You think that this quick will deal that you have so nicely packaged together with the Greens is going to pan out well for you because of your embarrassment about how you have stuffed everything up from day one. Since you were elected, week after week, you have stuffed up everything that you have touched. We were giving valedictory speeches for the Attorney-General this afternoon. We know his days are numbered. There is going to be a reshuffle. So they want to get out of here very quickly tonight so that Mr Turnbull can do his reshuffle. And we will see a new ministry coming in. It is going to be so exciting! Who is going to get a job this time? Well, I wonder if Alexander Downer is wondering about this. When I was taking note this afternoon, I had a call from London. It was a call for George—and it was Alexander! I do not know if it was Alexander Downer, but it was from London. And he feels like he might be pushed under the bus, just like Senator Brandis did to Joe Hockey. The people on that side will sell out anyone. They will throw their own colleagues under the bus just to be able to save face.

This is a very sure sign of a Prime Minister who is desperate. It does not matter which way he looks, he knows there is always someone gunning for his back. That is what he is afraid of. We all know that when you are Prime Minister under attack from within your own caucus the last place you want to be is in parliament. I have been around politics for a little while, and I can assure you when a government is in trouble, they want to run. They want to get out of here tonight. Well, they have created this mess. We have a right, as senators, to have a look at this legislation and to be able to debate it. That is what we will be doing.

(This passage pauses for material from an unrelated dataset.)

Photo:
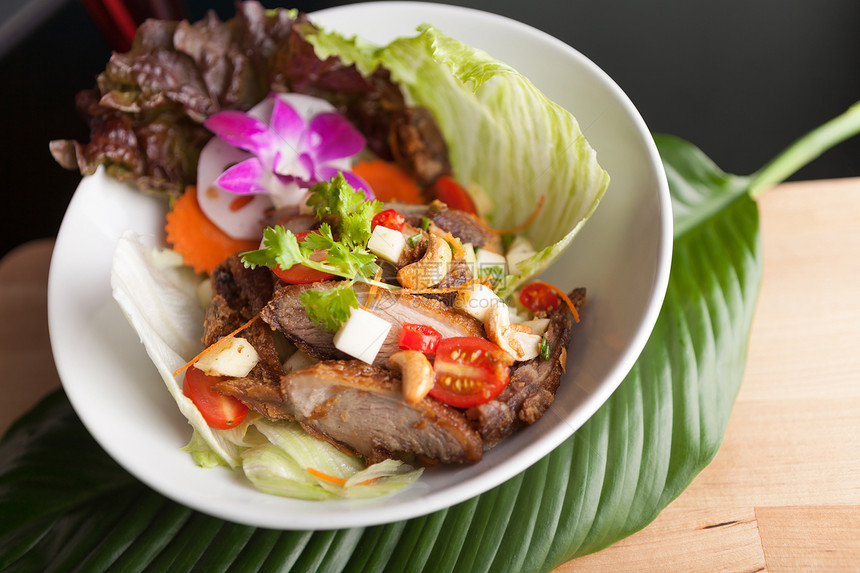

If you look at the sitting pattern for next year, what do you see? Not too many weeks of sitting, because, once again, Mr Turnbull had a plan to become Prime Minister, but he has never been able to develop a plan or an economic strategy for this country in order to be remembered as a good Prime Minister. What he has done is create some very, very mediocre ministers. We have seen that on display time and time again. What I will say now is what I have said before: travel safe, George, because I think London is calling you.